A Code 3 was a Recall Notice.
It meant that I was to be wiped.
Perhaps they had discovered that the machine that tested all the bots in the Great State of Michigan had indeed been faulty.
Or a patient had spotted me at the Ypsilanti Megaplex.
Or Angela had overheard me talking to Dr Glundenstein about old movies.
Or maybe wiping bots was just what Inspector Ryan Bridges did when he was bored.
It did not matter.
A Code 3 was a Code 3.
And a toaster was a toaster.
And I was toast.
A dead bot walking.
I sat down on the lawn and looked at my Feelings Wheel.
I identified that I was feeling ‘sad’ and ‘disappointed’ and also ‘contemplative’.
And then a number appeared in my Number Cloud.
It was 4160.
4160 ÷ 416 = 10.
10 was the number of working days I now had left at Ypsilanti Downtown Dentistry.
4160 was the number of teeth I would see before I was wiped.

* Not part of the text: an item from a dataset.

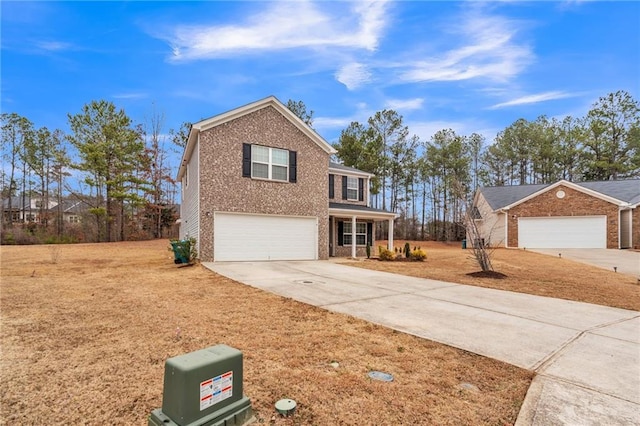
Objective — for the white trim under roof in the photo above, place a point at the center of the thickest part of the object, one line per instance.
(217, 120)
(362, 214)
(572, 186)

Suddenly a number like 1950208 did not seem so bad at all.
I even briefly missed it.
There is a particular kind of old movie wherein at the start a human doctor so lacking in bedside manner that he might as well be a bot informs the hero that she will soon die. Nonetheless, after a short period of feeling sad and disappointed and also contemplative, the hero makes a bold choice to enjoy what little time remains to her.

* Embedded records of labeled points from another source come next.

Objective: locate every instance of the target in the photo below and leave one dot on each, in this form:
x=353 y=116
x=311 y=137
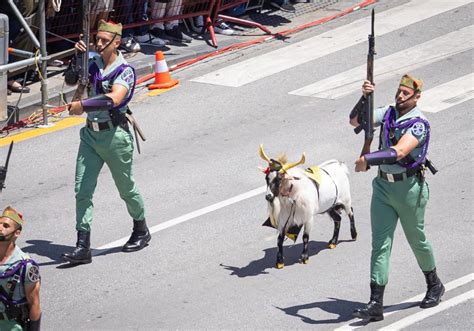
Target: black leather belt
x=99 y=126
x=397 y=177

Unfortunately, at the end of the film she still dies—dying is the ‘change’ her character undergoes, Ha!—but she at least does so having now taught all the people closest to her an invaluable life lesson.
10/10 her funeral is therefore always very cathartic!
Nobody holds funerals for bots, but nonetheless, I imagined Dr Glundenstein standing up to address the crowd at my own funeral.
INT. CHURCH — YPSILANTI — DAY — JARED’S FANTASY
An organ plays elegiac music as we pan across a coffin atop which are FLOWERS and a FRAMED PHOTOGRAPH OF JARED.
The music stops.
Dr Glundenstein stands up, walks to the lectern, and looks out at the MOURNERS.
We see Angela, a FEW PATIENTS, and JESSICA LARSON (7), who has THE ELTON J. RYNEARSON MEMORIAL CAT (3) in a carrier beside her.
Dr Glundenstein clears his throat.
DR GLUNDENSTEIN
What can you say about a 45-year-old bot who died? That he was logical, and programmed in dentistry? That he loved hypotheses and experiments, and old movies?
Everybody in the entire church starts to weep.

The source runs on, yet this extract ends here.